Wednesday, July 03, 2013

The Lord's Name

Have you ever been in a Sunday school class that was examining the Ten Commandments?  What happens when you get to Exodus 20:7?  "You shall not take the Lord's name in vain."

For me, in classes in which I have participated and that I have taught, the discussion often degrades to a judgmental rant about "kids today" who swear.  Or "media today" that is full of cursing.  Is that what the Commandment is really about?  And should the study of this word of God bring us to judgmentalism?

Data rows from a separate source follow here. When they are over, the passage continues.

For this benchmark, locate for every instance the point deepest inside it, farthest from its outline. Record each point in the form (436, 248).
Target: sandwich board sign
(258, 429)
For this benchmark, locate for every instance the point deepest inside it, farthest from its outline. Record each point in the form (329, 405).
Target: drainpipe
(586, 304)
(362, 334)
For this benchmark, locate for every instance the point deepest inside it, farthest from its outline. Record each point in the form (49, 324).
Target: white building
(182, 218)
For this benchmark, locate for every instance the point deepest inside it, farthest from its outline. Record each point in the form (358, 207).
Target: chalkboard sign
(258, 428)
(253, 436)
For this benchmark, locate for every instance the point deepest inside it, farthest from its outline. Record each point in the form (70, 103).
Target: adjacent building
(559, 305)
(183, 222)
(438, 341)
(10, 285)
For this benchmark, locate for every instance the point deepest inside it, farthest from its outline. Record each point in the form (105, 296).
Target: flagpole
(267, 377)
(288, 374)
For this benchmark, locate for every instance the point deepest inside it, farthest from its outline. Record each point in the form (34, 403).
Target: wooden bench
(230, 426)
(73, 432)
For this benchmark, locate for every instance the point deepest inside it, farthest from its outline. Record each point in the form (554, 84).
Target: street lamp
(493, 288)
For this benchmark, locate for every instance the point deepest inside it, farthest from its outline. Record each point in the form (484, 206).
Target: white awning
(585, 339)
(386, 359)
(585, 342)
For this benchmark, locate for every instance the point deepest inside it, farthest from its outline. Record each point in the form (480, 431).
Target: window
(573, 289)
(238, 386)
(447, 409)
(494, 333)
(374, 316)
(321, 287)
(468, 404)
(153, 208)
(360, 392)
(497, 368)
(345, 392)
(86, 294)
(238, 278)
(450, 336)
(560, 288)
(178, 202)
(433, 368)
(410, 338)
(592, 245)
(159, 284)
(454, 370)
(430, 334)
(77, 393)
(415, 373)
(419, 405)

I read this the other day in a blog called Out of Ur:
If the opportunity doesn’t work, we throw God under the bus and say, “It wasn’t God’s will.” And God says, “I didn’t have anything to do with that. I told you to volunteer or work at Starbucks before you mortgaged your house and started a coffee shop of your own. Don’t associate me with that horrible idea. Don’t put faith flavor on that.”
Please don't misunderstand me.  I'm not advocating the use of the Lord's name in anger.  I just think the commandment is much bigger than that, and we are missing the most important parts.  I think this commandment comes into play when:
  1. ...we do what we want and say it is what God wants us to do.  When we look at someone else, and make a judgment, or act righteous, or condemn them, in the name of God, we are taking the Lord's name in vain.
  2. ...we use the Bible to support our own opinion without placing the scripture in context, or admitting that sometimes our own interpretation of God's Word is colored by our own history, viewpoint, or teaching.  We can act so very certain that we are right, and as if we speak for God.  When we do that, we are taking the Lord's name in vain.
  3. ...we fail to follow through on what God has called us to do, and the enterprise fails, we are apt to fall back on the handy excuse that "it is God's will."    Sometimes it is just that we didn't do what we were supposed to do, or called to do, or able to do.  
I think these times that we use to the Lord's name in vain are much more detrimental to God's purposes than the use of a curse word.   Looking at this list, do we really have the firm ground to stand on in judgment of others?